If my guess is correct then you should keep the cluster running
between the consequent DFSIO runs.
Cleaning up will still help keeping benchmark data consistent.
If a bunch of files is recreated, hdfs will start removing the old file blocks.
This increases the internal load and skews the performance results.
On 5/14/2010 2:26 PM, Konstantin Shvachko wrote:
> Hi Lavanya,
> On 5/14/2010 10:51 AM, Lavanya Ramakrishnan wrote:
> > Hello,
> > I am running org.apache.hadoop.fs.TestDFSIO to benchmark our HDFS
> > installation and had a couple of questions regarding the same.
> > a) If I run the benchmark back to back in the same directory, I start
> > strange errors such as NotReplicatedYetException or
> > AlreadyBeingCreatedException (failed to create file .... on client 5,
> > because this file is already being created by DFSClient_.... on ...). It
> > seems like there might be some kind of race condition between the
> > replication from a previous run and subsequent runs. Is there any way to
> > avoid this?
> Yes this looks like a race with the previous run.

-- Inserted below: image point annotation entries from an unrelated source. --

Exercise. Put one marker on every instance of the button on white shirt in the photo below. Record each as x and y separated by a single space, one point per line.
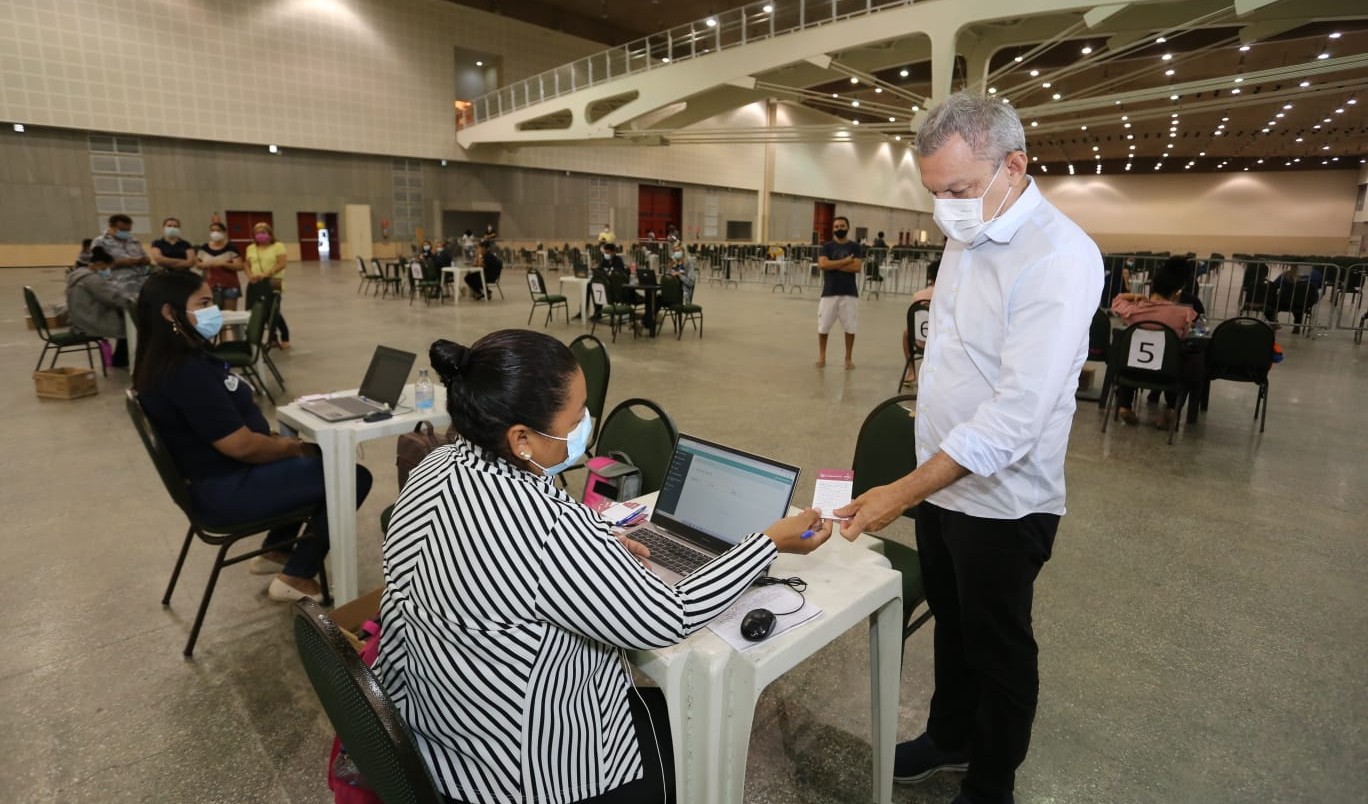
1007 339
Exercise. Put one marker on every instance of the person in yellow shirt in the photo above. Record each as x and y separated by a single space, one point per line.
266 265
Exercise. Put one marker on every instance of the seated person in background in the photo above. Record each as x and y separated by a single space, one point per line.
170 252
495 573
96 305
924 294
1162 305
493 268
237 469
220 263
1296 290
684 270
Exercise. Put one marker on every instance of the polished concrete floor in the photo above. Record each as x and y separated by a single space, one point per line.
1203 622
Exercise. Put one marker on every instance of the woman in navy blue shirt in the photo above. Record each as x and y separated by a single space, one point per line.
237 468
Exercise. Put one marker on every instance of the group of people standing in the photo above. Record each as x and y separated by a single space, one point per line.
112 267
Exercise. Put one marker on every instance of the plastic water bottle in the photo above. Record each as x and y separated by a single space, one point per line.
423 393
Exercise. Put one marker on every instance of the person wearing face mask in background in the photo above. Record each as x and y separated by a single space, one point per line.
220 264
1015 296
684 270
170 252
839 261
494 572
266 265
130 261
96 304
237 471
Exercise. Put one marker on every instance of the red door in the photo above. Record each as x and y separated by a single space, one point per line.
822 216
240 227
657 208
308 223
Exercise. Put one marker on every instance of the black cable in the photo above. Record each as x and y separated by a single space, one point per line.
792 583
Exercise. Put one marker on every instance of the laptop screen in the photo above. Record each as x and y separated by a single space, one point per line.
717 495
387 375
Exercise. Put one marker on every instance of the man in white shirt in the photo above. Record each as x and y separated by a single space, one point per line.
1008 332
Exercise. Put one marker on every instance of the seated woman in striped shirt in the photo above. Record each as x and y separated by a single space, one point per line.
508 603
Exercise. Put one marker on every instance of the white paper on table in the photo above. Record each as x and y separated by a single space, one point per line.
779 598
833 490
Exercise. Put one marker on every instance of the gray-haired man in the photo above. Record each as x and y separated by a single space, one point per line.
1008 334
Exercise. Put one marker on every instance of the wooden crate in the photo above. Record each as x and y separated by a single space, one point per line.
55 320
64 383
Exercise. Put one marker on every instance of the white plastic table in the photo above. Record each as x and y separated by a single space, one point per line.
338 440
458 274
712 689
577 287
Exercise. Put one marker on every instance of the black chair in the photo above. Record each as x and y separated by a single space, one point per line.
1155 367
1241 350
918 326
59 342
885 450
368 279
679 311
216 535
609 294
593 358
245 354
365 719
646 434
536 286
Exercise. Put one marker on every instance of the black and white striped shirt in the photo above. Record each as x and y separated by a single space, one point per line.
505 606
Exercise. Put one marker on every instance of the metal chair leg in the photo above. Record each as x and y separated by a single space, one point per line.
204 602
179 562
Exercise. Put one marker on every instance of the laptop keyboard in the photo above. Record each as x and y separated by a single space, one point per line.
668 553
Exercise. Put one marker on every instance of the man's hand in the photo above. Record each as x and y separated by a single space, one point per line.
874 510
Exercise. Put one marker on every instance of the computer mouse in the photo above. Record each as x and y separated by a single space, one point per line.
757 624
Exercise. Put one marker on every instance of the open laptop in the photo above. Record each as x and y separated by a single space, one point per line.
380 390
713 497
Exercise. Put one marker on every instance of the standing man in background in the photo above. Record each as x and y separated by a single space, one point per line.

> You can just wait or run TestDFSIO -clean before the second run.
> > b) I have been testing with concurrent writers and see a significant
> drop in
> > throughput. I get about 60 MB/s for 1 writer and about 8 MB/s for 50
> > concurrent writers. Is this the known scalability limits for HDFS. Is
> > any way to configure this to perform better?
> It depends on the size and the configuration of your cluster.
> In general for consistent results with DFSIO it is better to set up 1 or 2
> tasks per node. And specify as many files for DFSIO as you have map slots.
> The idea is that all maps finish in one wave.
> Then you should get optimal performance.